I submit that the experiment in social order that Wilson describes would be worth undertaking. After all, what, at this point, is there to lose? There is no doubt that, with respect to the perpetrators of black violence and crime, many “never see a married man working for a living at a legitimate job and supporting his family.” Rather, “they see fear, they see drug use, they see gangsterism, they see disorganization.” And so they eventually become what they’ve seen.
“For many of these children,” Wilson believed, “the only thing that will work is if they are raised in radically different settings.” “This means they are either raised by somebody else or they are raised by their own mother but in an environment in which the mother herself is taught how to be a mother and the child is given a decent environment.”
But, some will object, this is paternalism! Moreover, we’d be letting parents off the hook who didn’t properly raise their children. These charges Wilson met head-on:
Yes, it is paternalism. That is exactly what it is. What these children lack is paternalism. That’s a very good way to put it. And it is a fair criticism to say it will let some parents off the hook. But for some people I think that’s exactly right. I’ve increasingly come to the view that, for some children, we have to accept the fact that their parents will slough off their responsibility. We also have to reinforce the legal and cultural sanctions that support the maintenance of those responsibilities, but we have to face the fact that in some cases these cultural reinforcements will not work.
…Most of these [women] can be decent mothers, provided they’re put in an environment where they’re taught how to be decent mothers and protected from those influences outside that make it impossible to be decent mothers. That’s why I support pooling the welfare checks into group shelters where mother and child would live together. This could help the child. Remember that we know how to raise babies. This is not a problem. Society has spent 50,000 years learning that. Putting a mother in a group shelter doesn’t absolve her of her responsibilities. It says, “If you want help raising your baby, you’ve got to go to this shelter.” Most of these mothers love their babies. They don’t want to abandon them.
And it would be voluntary in the sense that, if you want public support, that’s the way you get it. You don’t have to go there. But you won’t get any money and you won’t get any housing units.
What bears mentioning is that the ecological effect of large numbers of single mothers is large numbers of unattached, non-responsible males—and communities with those are in for trouble. Men are the locus of destruction. In short, the black community is saddled with reams of undomesticated men. That spells chaos, and black violence and crime, among other things, reflects it.

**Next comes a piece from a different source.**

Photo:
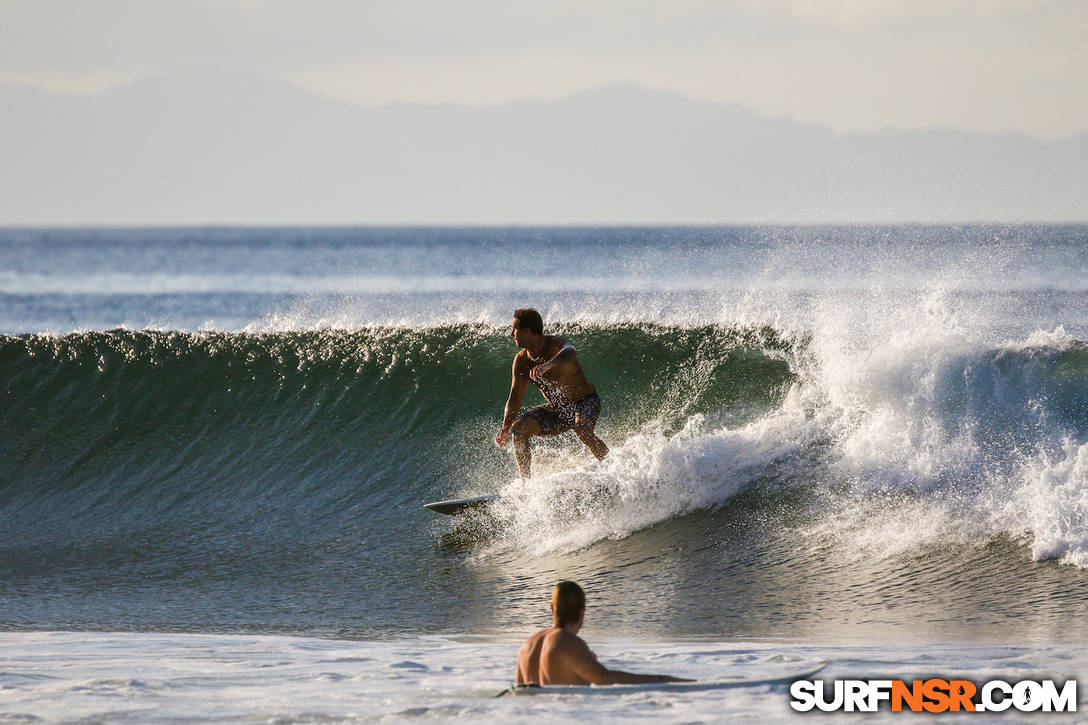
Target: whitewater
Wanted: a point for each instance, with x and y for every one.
(860, 445)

Rather than continuing this present state of things, it would surely be better for the welfare state to adopt Wilson’s model: “pooling the welfare checks into group shelters where mother and child would live together.” Social workers and perhaps others could see to it that “the mother herself is taught how to be a mother and the child is given a decent environment.” This is exactly what does not happen in the cases of many who get welfare today, and the result is a vast burden on society as a whole.
Indeed, the current model essentially rewards irresponsibility, a mother getting government funds because her children are illegitimate. But since the 1960s this intergenerational cycle, which is highly conducive to dysfunction and crime, has been running its depressing course. It is high time, then, to rethink the welfare state. And the likely reduction in black violence and crime would be just one of the benefits of doing so.